Switching the locus of oxygen reduction and evolution reactions between spinel active phase and carbon carrier upon heteroatoms doping

Abstract

Multi-walled carbon nanotubes (MWCNTs) doped with nitrogen and sulfur atoms and with deposited manganese–cobalt spinel catalysts were studied to reveal the role of active centers in the oxygen reduction and evolution reactions (ORR and OER) in alkaline media. Commercial MWCNTs were oxidized by boiling in concentrated nitric acid and then double-doped with N and S heteroatoms using thiourea precursor.

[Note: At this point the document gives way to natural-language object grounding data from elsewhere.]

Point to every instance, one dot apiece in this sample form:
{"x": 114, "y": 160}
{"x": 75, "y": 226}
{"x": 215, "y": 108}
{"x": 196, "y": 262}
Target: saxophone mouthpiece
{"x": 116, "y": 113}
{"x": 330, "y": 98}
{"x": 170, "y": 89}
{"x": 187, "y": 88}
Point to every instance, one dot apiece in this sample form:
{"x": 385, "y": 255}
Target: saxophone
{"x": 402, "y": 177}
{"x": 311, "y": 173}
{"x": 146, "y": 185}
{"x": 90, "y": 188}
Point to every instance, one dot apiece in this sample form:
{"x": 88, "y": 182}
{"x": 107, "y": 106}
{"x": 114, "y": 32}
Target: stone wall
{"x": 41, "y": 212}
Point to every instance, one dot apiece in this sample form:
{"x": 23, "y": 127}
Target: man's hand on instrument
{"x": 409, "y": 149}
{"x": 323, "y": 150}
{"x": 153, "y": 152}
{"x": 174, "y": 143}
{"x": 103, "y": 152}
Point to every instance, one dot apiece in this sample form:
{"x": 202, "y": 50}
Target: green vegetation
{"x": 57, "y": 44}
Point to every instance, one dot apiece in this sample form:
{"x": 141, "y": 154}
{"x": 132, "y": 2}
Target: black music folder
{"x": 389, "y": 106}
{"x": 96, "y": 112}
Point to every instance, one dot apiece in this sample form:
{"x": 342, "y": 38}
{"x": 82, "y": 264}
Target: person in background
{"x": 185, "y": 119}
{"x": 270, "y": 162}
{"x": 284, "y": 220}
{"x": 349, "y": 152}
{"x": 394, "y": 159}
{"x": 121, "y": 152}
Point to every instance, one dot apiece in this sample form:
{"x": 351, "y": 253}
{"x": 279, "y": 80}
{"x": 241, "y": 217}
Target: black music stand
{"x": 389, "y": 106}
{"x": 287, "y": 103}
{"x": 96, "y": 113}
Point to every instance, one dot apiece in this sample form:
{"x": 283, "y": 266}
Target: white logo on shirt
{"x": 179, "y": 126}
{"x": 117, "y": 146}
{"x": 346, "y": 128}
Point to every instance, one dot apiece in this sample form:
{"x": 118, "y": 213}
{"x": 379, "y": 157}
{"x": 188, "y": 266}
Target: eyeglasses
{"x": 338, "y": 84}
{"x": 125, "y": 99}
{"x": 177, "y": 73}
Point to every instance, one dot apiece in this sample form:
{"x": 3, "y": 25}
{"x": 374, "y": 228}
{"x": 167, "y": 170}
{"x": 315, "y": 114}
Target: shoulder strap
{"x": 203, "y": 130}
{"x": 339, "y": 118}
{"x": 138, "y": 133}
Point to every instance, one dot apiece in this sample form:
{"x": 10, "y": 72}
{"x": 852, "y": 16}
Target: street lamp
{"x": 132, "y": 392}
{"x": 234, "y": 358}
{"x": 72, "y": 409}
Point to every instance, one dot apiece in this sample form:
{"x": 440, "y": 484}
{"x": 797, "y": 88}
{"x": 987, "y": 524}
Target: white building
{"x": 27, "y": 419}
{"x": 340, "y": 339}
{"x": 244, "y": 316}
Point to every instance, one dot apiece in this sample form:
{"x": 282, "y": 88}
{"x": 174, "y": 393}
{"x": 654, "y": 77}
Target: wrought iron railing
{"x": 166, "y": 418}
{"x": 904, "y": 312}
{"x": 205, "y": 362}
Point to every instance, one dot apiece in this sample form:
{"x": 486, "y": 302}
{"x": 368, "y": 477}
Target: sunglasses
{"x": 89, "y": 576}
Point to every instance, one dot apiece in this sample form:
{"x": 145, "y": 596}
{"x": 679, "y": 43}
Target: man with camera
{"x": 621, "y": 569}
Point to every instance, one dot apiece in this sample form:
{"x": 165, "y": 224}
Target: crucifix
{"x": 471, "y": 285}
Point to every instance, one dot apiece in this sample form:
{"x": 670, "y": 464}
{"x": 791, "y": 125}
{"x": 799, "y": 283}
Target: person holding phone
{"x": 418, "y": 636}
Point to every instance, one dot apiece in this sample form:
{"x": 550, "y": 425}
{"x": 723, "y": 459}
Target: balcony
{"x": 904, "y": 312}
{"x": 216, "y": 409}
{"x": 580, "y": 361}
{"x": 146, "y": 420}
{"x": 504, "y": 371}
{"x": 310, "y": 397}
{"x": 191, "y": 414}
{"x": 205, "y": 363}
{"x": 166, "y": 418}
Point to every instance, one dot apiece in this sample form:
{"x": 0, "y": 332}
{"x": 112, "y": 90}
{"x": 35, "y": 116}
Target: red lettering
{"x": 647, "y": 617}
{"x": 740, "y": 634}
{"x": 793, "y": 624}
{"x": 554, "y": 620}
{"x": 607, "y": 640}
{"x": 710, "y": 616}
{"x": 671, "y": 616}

Manganese-cobalt spinels supported on the MWCNTs were synthesized by a microwave-assisted solvothermal route. The catalysts were comprehensively characterized by transmission electron microscopy (TEM), X-ray diffraction (XRD), Raman spectroscopy (RS), and X-ray fluorescence spectroscopy. The deposited mixed spinel active phase consists of well-dispersed nanocrystals with sizes in the range of 5–8 nm. The electrocatalytic activities of the synthesized catalysts in ORR (the onset potential and the number of transferred electrons) and OER (the overpotential required to reach the 10 mA cm−2 current density) were examined in alkaline media by rotating ring-disc electrode (RRDE) and rotating disc electrode (RDE) techniques, respectively. It was found that N and S doped MWCNT catalysts exhibit high activity in ORR with Eonset = 0.890 ± 0.013 V, and a number of electrons exchanged n = 3.83 ± 0.03, which remained essentially the same, within experimental error, upon spinel deposition. The addition of the spinel phase does not improve the electrocatalytic properties. The advantage of the dispersed spinel active phase was observed in OER, the activity of these samples was comparable to that of the RuO2 benchmark catalyst. In the case of ORR, the observed reactivity was accounted for by the incorporation of nitrogen and sulfur to the MWCNTs, whereas for OER the locus of the active centers is moved towards the manganese-cobalt spinel nanocrystals dispersed on the carbon nanotubes matrix. Functionalization of the latter with N and S atoms is then catalytically redundant.